Robert Aitken is a retired master of the Diamond Sanga, a Zen Buddhist Society he founded in Honolulu with his late wife in 1959. He now lives in the district of Puna on the big island of Hawai'i. He is the author of eleven books on Zen Buddhism and co-author with Brother David Steindl-Rast of The Ground We Share: Everyday Practice, Buddhist and Christian. Aitken is also co-founder of the Buddhist Peace Fellowship and serves on its international board of advisors. He has been active in peace, social justice, and ecological movements, and his writing reflects his concern that Buddhists be engaged with the struggles of those who are suffering in the world.

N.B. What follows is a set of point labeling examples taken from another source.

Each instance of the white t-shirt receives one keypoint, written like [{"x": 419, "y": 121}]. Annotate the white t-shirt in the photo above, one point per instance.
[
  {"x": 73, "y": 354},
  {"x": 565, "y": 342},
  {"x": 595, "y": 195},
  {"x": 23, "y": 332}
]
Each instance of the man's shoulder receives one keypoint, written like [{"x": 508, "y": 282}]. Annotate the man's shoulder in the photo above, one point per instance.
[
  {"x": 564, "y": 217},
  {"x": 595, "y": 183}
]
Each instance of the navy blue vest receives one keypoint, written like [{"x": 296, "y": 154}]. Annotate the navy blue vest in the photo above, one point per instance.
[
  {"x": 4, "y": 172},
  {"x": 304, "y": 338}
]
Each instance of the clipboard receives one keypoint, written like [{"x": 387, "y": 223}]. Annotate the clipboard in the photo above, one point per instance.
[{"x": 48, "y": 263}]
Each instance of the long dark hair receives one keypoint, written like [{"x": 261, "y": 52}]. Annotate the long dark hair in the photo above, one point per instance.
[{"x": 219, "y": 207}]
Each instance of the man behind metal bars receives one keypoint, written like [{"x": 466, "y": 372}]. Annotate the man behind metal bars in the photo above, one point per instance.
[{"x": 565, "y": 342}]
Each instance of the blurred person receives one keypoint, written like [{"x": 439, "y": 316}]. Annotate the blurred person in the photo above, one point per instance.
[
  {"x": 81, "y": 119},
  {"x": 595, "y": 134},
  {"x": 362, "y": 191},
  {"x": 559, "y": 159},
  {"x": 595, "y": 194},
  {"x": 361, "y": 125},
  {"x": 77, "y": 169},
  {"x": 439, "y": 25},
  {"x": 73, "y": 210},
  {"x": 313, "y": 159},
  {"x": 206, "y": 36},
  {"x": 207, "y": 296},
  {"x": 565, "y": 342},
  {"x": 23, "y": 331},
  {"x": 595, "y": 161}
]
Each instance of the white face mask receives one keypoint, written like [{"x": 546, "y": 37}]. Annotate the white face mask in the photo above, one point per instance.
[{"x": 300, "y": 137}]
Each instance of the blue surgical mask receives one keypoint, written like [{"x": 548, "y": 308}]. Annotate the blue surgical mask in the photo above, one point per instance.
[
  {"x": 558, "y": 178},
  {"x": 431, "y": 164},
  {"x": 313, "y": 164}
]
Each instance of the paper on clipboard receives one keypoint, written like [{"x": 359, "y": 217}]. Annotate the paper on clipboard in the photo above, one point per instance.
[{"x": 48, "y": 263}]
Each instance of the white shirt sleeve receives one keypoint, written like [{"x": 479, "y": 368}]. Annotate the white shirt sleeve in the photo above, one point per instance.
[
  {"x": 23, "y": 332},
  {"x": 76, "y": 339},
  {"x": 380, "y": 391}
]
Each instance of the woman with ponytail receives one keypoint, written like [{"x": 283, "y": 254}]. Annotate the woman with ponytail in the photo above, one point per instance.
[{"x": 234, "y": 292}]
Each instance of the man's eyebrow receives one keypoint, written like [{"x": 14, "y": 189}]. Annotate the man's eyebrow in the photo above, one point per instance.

Having practiced zazen for more than half a century, Robert Aitken has been affectionately called "the unofficial American dean of Zen." This excellent and wide-ranging collection brings together 29 essays gathered under the thematic headings of "The Basics," "Commentaries," and "Reflections." The book begins with a long and substantive essay, "Taking The Path Anew," where Aitken muses on Zen practice. Whether writing about teachers he has known and worked with, the poetry of Basho, the insights of Dogen, Wallace Stevens and Zen, money, or envisioning the future; the author proves himself to be a wise and witty teacher of nuances.

Here are just a few of the marvels we appreciated in this collection of essays: the important place given to humor and playfulness in monasteries, the ripening of practice when you lose yourself in the doing, the avoidance of doctrine and rigidly defining good and evil in the Zen tradition, the sad ways that individuals can be hurt by gossip, the danger of being so reactive that discouragement or other conditions can color your day, the looming role of questions in the teaching of Zen, beauty as the enjoyment of the suchness of things, the sage as a mature human being, the magical way generosity engenders good things beyond our perception or measurement, and the squandering of our energy on protecting and maintaining our private kingdoms while the public realm goes wanting. And here's a truly thought-provoking quotation on the spiritual practice of connections:

"You live in your all-inclusive universe as you stand up, sit down, and go to the toilet. There is actually only one dimension — in the whole universe there is no being that is not yourself: the bombers and the hapless peasants they bomb, the lumber executives and the old-growth forests they chop down, your spouse and kids tooling around with you in your SUV, and the innumerable who cannot afford a bicycle. Peasants and redwoods are not 'out there.' . . . Bombs destroy the bombers. Chain saws level the mansions, SUVs poison the air and exhaust the oil reserves, and those of us still with feet are reduced to walking. You cannot get out of the boundless dimension that you center, the plural 'you,' of course, but the one responsible is singular."